Le projet de loi 15 sur l’agence Santé Québec ouvre la porte à un élargissement de la part du privé dans le système de santé, préviennent des experts, qui réclament que cela fasse l’objet d’un débat public.
« Le projet de loi donne […] l’impression que c’est un cheval de Troie pour le privé », a écrit le Dr Joseph Dahine dans une série de gazouillis sur Twitter la semaine dernière. Le médecin, qui exerce comme intensiviste à Laval, est détenteur d’une maîtrise en administration de la santé. Il dit avoir passé trois jours à lire et étudier le projet de loi 15.

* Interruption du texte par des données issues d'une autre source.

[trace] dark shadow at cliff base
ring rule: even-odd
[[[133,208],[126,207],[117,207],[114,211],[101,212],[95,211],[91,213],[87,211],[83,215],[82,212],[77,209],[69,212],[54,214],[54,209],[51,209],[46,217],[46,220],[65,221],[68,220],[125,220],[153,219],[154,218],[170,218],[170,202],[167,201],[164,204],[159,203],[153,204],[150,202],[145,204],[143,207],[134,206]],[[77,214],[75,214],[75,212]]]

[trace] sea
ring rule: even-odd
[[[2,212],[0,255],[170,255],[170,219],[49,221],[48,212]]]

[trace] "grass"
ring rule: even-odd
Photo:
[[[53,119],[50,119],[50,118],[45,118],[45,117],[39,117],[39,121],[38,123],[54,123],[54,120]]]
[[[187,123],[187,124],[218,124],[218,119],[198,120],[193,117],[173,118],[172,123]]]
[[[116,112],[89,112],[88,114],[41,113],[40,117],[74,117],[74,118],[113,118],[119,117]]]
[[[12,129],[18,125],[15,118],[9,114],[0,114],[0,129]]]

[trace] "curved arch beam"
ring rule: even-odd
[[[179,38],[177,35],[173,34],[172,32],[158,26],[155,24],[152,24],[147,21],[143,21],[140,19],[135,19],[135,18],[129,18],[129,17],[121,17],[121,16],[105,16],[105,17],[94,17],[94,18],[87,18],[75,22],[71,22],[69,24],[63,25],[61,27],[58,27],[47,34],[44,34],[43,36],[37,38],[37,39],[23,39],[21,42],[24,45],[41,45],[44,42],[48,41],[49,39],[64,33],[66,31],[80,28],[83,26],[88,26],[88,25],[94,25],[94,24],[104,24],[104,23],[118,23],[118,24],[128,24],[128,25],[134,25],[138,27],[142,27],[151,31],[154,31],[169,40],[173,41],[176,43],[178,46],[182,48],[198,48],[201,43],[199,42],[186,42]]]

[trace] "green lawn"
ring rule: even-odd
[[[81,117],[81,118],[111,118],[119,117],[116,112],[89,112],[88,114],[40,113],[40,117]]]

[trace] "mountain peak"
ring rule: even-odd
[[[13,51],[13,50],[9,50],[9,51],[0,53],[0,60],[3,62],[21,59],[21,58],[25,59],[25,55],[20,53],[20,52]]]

Le projet de loi « a beaucoup de bon », dit-il. Mais les Québécois passent à côté d’un débat important sur la place du privé. Selon lui, « on est en train de construire le squelette » d’un éventuel « réseau parallèle » sans lui imposer de limites comme la « notion de projet-pilote ».
L’article 2, par exemple, stipule que les services de santé sont fournis par des établissements qui « peuvent être soit publics, soit privés ». Or, cela n’est encadré par aucune balise, déplore-t-il. Même chose pour l’article 23, qui donne à l’agence le pouvoir d’identifier les « prestataires privés » dont elle a besoin.
« Ça donne la possibilité de développer un réseau parallèle avec des règles différentes au niveau de la reddition de comptes », dit le Dr Dahine.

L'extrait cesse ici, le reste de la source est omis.